Um eine Positivkontrolle für das Experiment durchzuführen, fügen Sie die Positivkontrolle am Ende des Protokolls dem Gewebe hinzu. Nach einer Inkubationszeit von 10 Minuten wird eine 200-Mikroliter-Probe in einem Mikrozentrifugenröhrchen mit 50 Mikrolitern 10-prozentigem EIA-Puffer entnommen. Die in den entnommenen Proben freigesetzten CGRP-Konzentrationen werden unter Verwendung eines UVP-Kits unter Beachtung der mit dem UVP-Kit gelieferten Anweisungen des Herstellers gemessen.
Bei der Ratte induzierte die Capsaicin-Exposition im Vergleich zum Vehikel eine signifikante CGRP-Freisetzung aus Dura mater und TG. In der Dura mater wurde die maximale Freisetzung von CGRP bei einem Mikromolar Capsaicin gefunden. Und in TG wurde die maximale CGRP-Freisetzung bei 10 Mikromolar Capsaicin gefunden.
Bei der Analyse mit einer Einweg-ANOVA zeigte Glibenclamid keine Wirkung auf die basale CGRP-Freisetzung aus Dura mater und TG. Glibenclamid reduzierte signifikant die Capsaicin-induzierte CGRP-Freisetzung in der Dura mater um 40 % und TG um 39 % im Vergleich zu Capsaicin mit dem Vehikel, wenn es mit einer Einweg-ANOVA analysiert wurde. Es wurde festgestellt, dass das transiente Rezeptorpotenzial Ankyrin-1-Agonist Super-Zimtaldehyd CGRP in einer konzentrationsabhängigen Weise aus dem TG mit 1, 10 und 100 Mikromolar Super-Zimtaldehyd freisetzt, was zu einer um 9%, 52% und 69% erhöhten Freisetzung von CGRP im Vergleich zum Vehikel führt, wenn es mit Zwei-Wege-ANOVA analysiert wurde. Die erhöhte Freisetzung von CGRP fehlte bei TG bei den transienten Rezeptorpotential-Ankyrin-1-Knockout-Mäusen, bei denen die Exposition gegenüber 1, 10 und 100 Mikromolar Super-Zimtaldehyd zu einer 11%-minus 13%- bzw. 9%-Veränderung der Freisetzung von CGRP im Vergleich zum Vehikel führte, wenn sie mit Zwei-Wege-ANOVA analysiert wurden.

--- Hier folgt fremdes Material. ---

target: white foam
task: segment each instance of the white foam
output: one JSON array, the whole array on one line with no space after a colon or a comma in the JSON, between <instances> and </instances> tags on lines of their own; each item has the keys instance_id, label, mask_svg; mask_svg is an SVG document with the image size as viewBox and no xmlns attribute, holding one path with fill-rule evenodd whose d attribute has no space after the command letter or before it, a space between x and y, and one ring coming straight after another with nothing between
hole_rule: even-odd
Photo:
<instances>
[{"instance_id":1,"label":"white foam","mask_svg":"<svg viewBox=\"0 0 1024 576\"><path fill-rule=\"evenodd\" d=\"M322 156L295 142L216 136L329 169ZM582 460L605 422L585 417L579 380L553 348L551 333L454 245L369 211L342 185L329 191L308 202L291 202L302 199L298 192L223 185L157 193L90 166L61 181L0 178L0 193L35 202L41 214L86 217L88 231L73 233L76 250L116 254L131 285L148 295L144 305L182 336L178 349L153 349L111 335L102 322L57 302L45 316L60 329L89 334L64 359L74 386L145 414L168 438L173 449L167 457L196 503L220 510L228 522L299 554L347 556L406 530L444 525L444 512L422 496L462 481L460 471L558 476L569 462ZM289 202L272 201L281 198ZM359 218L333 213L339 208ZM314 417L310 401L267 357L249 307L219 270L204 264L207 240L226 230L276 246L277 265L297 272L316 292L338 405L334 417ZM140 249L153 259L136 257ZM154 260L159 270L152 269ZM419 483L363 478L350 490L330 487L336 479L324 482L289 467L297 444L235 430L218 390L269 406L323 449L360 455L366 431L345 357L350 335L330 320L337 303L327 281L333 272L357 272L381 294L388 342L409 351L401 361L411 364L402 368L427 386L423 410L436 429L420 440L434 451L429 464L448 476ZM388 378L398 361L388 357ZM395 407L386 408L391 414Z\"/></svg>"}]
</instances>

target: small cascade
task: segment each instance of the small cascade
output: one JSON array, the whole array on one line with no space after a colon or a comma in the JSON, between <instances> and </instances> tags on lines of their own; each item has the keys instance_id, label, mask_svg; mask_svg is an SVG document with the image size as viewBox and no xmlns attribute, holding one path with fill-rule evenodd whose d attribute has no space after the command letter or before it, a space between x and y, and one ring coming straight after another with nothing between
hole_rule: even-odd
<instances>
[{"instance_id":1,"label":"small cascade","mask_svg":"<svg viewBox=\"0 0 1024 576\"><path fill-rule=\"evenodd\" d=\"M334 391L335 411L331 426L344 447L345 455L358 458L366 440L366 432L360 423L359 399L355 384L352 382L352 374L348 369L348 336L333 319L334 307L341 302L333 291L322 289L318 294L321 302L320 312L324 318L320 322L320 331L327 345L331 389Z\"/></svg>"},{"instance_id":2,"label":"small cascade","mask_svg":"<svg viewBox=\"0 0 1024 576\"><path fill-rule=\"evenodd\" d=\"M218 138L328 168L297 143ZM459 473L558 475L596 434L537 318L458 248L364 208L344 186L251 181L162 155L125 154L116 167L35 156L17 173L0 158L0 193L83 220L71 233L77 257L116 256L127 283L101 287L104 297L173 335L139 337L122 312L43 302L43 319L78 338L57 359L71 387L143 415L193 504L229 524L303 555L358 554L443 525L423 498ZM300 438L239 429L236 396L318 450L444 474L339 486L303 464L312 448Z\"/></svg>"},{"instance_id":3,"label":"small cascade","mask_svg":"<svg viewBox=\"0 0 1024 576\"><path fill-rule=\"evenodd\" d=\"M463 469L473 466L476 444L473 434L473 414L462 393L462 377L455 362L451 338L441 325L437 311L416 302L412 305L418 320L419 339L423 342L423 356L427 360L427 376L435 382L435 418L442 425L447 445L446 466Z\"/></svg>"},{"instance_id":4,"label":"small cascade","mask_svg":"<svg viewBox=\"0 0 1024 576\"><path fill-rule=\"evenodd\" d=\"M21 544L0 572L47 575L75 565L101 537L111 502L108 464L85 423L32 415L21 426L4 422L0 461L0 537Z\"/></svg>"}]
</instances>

Es ist wichtig, darauf zu achten, das Gewebe während der Probenentnahme nicht zu berühren und die Inkubationszeit für alle Proben genau zu bestimmen. Wenn geeignete ELISA-Kits zur Verfügung stehen, ist es möglich, dieses Verfahren anzuwenden, um die Freisetzung anderer Peptide im trigeminalen Gefäßsystem zu messen.